The Samwers are faced, once again, with the old suspicion that they are only interested in speed, good for the business world's version of a quickie, but not a long-term relationship. Very few of the brothers' deals have been long-term, with the exception of Zalando.
Sometimes this strategy ends up costing the Samwers painfully large sums of money. For instance, they sold their shares in Facebook when the company was valued at $50 billion, likely because they thought it had hit its peak. But then the value doubled in the next few months.
'I'll Die to Win'
It isn't these mistakes that irritate people who have worked with them, however. Rather, many complain of their aloofness, of a pervading sense of detachment.
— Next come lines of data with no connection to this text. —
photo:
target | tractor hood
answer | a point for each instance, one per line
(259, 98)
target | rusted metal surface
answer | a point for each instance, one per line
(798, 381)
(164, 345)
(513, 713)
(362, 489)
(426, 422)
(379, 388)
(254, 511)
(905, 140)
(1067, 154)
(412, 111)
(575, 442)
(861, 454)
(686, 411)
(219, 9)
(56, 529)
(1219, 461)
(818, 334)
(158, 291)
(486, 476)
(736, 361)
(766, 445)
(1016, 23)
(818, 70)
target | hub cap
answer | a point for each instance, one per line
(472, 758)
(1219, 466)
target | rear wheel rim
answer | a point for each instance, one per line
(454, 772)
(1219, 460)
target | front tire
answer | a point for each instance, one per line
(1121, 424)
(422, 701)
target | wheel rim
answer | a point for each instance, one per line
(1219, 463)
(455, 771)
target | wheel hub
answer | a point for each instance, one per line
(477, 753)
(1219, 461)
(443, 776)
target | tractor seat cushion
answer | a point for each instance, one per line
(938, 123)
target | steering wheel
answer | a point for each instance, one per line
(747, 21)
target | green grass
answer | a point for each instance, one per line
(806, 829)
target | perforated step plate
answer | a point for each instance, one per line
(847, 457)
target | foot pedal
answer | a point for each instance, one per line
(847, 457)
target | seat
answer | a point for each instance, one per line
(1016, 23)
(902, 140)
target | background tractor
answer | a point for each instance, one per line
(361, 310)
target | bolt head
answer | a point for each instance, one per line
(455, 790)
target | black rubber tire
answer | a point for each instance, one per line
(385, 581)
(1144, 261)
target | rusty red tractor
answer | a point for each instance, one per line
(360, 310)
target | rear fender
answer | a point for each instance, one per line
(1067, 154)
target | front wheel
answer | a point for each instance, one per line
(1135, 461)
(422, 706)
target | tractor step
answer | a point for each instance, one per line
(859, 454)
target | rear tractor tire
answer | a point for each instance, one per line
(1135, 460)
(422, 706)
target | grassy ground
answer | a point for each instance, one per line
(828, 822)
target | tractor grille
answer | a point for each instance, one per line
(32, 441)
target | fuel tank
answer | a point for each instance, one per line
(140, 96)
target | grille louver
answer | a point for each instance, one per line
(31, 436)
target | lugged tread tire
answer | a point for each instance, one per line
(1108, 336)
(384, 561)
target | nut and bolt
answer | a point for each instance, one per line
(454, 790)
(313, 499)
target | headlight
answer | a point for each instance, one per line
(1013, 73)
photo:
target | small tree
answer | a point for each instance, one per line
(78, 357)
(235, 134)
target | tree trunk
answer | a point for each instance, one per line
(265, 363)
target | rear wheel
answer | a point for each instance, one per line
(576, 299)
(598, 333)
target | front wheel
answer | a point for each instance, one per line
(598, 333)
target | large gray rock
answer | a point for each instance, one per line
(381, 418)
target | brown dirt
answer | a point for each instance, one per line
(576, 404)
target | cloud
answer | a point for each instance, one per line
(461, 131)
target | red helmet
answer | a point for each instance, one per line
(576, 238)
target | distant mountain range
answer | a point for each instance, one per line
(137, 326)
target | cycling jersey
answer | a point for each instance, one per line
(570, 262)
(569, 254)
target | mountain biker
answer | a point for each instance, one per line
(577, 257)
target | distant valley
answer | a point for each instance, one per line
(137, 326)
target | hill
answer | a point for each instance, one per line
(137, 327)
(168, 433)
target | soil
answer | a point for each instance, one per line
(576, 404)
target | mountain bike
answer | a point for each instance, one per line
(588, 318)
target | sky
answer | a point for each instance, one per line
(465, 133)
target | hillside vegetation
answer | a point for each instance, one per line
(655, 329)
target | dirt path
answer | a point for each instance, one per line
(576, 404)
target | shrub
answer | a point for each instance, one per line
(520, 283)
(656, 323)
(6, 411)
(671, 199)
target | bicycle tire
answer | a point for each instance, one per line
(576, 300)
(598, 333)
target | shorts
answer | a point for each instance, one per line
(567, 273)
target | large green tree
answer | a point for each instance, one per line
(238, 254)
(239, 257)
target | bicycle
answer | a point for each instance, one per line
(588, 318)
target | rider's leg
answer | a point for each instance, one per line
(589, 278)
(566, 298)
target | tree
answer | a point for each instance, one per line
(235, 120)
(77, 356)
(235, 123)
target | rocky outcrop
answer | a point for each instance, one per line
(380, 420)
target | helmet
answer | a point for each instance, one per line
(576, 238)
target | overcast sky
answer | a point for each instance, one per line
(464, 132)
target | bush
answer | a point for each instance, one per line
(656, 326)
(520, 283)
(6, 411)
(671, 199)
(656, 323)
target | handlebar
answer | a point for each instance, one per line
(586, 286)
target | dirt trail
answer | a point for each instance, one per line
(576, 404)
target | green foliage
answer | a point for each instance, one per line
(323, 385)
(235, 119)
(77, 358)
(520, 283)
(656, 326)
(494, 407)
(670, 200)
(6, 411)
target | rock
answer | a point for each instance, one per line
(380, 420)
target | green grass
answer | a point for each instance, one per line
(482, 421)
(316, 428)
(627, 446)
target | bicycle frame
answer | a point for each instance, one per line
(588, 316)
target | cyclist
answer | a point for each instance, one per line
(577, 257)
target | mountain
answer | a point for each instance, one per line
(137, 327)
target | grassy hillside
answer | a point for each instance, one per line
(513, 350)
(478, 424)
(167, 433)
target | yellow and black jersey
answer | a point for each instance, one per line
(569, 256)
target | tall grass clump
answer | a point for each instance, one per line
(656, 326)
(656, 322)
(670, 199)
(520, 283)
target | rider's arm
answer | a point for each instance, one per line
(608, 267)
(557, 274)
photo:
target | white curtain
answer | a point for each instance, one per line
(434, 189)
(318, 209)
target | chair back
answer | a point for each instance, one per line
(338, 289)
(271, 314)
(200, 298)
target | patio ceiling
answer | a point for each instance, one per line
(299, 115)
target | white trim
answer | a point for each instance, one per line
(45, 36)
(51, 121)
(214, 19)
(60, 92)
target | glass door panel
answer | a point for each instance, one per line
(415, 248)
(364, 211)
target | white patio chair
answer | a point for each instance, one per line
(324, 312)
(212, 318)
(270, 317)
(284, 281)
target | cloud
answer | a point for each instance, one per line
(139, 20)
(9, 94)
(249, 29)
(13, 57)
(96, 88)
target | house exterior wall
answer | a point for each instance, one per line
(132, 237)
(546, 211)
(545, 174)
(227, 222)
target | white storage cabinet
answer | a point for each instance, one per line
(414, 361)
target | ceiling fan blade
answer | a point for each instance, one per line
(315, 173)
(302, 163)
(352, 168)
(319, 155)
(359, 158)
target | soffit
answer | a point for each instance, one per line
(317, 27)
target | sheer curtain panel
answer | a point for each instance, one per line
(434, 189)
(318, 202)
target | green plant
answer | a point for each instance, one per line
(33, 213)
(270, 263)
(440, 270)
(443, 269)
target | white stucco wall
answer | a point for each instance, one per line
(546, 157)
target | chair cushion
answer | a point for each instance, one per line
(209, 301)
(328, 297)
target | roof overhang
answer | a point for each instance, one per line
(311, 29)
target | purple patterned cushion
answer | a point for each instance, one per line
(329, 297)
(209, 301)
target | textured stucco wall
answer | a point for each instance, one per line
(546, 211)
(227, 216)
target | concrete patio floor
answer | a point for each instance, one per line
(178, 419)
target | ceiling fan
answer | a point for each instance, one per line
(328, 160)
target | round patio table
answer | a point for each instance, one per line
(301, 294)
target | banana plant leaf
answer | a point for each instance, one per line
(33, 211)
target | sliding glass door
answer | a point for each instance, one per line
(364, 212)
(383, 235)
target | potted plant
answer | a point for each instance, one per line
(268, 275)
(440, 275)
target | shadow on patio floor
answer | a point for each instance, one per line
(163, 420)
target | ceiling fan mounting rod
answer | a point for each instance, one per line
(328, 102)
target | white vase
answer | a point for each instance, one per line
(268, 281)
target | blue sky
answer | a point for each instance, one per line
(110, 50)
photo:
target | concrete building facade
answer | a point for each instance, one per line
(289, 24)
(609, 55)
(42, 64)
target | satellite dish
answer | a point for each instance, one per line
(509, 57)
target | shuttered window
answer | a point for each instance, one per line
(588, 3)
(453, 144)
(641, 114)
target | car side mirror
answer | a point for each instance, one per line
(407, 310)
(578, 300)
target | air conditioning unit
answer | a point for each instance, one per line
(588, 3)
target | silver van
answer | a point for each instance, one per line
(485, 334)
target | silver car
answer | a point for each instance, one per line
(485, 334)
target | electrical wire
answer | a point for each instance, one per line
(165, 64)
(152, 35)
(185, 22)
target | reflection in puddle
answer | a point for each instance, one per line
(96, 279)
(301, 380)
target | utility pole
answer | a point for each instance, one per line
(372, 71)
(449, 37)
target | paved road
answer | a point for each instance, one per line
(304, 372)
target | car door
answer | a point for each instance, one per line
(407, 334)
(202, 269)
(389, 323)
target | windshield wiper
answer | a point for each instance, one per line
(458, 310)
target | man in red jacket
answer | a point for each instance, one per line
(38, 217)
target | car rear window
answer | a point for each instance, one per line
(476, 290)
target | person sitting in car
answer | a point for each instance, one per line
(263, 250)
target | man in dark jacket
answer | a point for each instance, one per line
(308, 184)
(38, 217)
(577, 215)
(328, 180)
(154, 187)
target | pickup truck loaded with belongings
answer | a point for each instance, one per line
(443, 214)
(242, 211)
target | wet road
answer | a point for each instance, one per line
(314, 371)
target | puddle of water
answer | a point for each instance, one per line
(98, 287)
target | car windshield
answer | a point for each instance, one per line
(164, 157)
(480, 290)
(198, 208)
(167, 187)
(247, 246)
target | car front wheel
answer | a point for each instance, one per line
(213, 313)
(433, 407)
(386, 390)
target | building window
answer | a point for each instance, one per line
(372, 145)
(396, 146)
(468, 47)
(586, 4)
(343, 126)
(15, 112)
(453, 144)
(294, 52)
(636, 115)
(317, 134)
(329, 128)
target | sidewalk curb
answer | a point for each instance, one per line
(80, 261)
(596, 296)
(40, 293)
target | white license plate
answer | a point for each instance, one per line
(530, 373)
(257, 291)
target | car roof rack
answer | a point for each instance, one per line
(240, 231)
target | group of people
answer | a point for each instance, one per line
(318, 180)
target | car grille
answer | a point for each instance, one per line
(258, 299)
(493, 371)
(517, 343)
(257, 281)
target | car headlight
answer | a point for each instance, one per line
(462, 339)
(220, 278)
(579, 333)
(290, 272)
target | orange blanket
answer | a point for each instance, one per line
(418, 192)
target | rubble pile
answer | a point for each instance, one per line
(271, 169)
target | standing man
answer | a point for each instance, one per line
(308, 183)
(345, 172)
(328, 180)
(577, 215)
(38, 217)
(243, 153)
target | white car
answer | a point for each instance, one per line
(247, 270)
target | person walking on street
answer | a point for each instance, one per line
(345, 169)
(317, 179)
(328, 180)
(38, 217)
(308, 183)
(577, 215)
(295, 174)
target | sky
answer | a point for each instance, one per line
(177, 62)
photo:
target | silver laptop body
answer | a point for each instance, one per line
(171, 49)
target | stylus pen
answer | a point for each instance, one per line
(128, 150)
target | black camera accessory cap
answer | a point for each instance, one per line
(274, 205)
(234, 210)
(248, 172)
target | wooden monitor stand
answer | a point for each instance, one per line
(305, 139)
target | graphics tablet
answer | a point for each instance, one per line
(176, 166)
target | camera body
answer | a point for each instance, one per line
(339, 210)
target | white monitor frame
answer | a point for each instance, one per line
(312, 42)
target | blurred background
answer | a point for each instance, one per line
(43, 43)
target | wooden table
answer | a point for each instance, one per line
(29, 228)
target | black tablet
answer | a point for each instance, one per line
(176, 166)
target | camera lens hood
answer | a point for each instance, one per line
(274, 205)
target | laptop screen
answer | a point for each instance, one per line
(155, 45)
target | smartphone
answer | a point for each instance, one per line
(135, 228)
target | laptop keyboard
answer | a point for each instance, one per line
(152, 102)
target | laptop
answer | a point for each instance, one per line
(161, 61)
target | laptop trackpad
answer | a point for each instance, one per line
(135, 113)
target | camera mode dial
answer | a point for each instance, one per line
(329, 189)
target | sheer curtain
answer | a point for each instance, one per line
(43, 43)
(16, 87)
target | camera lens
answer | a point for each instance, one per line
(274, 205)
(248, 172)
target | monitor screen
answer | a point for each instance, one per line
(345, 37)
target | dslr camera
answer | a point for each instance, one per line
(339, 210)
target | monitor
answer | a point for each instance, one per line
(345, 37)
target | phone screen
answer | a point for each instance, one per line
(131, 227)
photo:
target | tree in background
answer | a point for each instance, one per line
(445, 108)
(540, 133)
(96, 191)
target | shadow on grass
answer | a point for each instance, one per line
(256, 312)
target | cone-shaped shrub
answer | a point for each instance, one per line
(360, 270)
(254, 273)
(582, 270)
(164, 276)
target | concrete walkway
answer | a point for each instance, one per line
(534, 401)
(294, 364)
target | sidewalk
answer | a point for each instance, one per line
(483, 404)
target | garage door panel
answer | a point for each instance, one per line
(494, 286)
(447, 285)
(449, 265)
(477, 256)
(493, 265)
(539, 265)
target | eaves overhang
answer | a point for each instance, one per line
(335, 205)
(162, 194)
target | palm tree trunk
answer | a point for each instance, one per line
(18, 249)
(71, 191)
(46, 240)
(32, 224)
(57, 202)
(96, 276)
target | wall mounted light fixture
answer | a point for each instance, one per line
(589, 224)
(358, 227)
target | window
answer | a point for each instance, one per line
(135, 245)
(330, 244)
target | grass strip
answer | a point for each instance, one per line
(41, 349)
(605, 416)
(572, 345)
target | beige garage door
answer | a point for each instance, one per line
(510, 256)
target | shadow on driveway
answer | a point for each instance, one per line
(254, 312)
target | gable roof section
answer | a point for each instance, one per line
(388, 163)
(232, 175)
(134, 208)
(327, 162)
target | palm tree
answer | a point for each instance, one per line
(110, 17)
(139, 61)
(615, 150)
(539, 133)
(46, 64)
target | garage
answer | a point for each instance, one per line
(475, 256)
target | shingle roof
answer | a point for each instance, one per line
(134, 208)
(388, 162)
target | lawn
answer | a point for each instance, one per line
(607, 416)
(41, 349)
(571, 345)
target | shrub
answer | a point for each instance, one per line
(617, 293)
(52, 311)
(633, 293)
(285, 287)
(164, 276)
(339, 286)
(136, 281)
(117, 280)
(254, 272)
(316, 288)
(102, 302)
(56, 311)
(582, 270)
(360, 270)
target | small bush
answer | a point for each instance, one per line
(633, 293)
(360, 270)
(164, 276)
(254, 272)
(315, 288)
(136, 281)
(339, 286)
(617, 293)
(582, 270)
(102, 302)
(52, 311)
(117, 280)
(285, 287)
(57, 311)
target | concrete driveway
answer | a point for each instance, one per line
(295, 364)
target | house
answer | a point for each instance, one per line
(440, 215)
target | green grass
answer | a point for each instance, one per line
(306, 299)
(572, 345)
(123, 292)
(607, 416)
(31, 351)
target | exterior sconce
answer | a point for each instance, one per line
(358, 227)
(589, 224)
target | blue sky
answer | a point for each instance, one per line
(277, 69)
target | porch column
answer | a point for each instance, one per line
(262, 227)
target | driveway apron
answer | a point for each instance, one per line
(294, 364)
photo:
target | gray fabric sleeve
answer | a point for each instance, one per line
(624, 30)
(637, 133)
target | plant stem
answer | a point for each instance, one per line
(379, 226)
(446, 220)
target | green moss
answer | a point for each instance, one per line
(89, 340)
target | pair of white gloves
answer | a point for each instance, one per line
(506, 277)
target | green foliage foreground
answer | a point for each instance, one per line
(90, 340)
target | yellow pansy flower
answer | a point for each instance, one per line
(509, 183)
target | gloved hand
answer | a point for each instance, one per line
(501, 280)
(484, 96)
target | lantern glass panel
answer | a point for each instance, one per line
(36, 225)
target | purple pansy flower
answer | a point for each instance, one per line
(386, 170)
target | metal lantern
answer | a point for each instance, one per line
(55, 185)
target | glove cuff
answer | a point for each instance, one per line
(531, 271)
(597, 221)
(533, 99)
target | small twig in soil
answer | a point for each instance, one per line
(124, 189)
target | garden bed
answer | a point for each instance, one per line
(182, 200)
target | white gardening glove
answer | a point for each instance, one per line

There are few photos depicting the three brothers together. In one photo, all three are wearing light-colored shirts open at the collar, and they all have similar haircuts, as if designed to emphasis their high foreheads. In another, they are wearing red shirts and black ties. In both photos, all three have the same Samwer look: cold, hard and dismissive.
Oliver is seen as the coldest of the three, the agitator. He sometimes writes his employees nasty emails. In one such message, he mentioned a corporate "blitzkrieg" and wrote things like: "I'll die to win." He also wrote that he expected strategies from them, "signed with blood." Samwer later apologized for the tone of the email.
Many people who helped him grow companies like Alando, Jamba and StudiVZ, as well as Rocket Internet, have long since parted ways with Oliver Samwer. They say that business is more important to him than people -- with the exception of his brothers.
Only a few months ago, several senior employees left Rocket Internet. "The three brothers will never let anyone be their equal," says one person who worked with the Samwers for years.
When Oliver Samwer talks about himself and his brothers, he is quick to draw comparisons to famous names like Fugger, Rothschild, Medici and Goldman Sachs. And, in the end, perhaps this isn't entirely incorrect. Who today, after all, asks whether they were popular, the Fuggers, the Medici and the Rothschilds?
Does he ever pause to reflect? "At night," says Samwer. "That's when I think a lot." And do he and his brothers ever celebrate things like their last coup or the next billion? "Of course we're pleased about every success, but we tend to celebrate in little ways. Perhaps my brothers and I will go out together to have a burger in Munich. There's a place right around the corner from the office. Otherwise, we usually have food delivered to the office."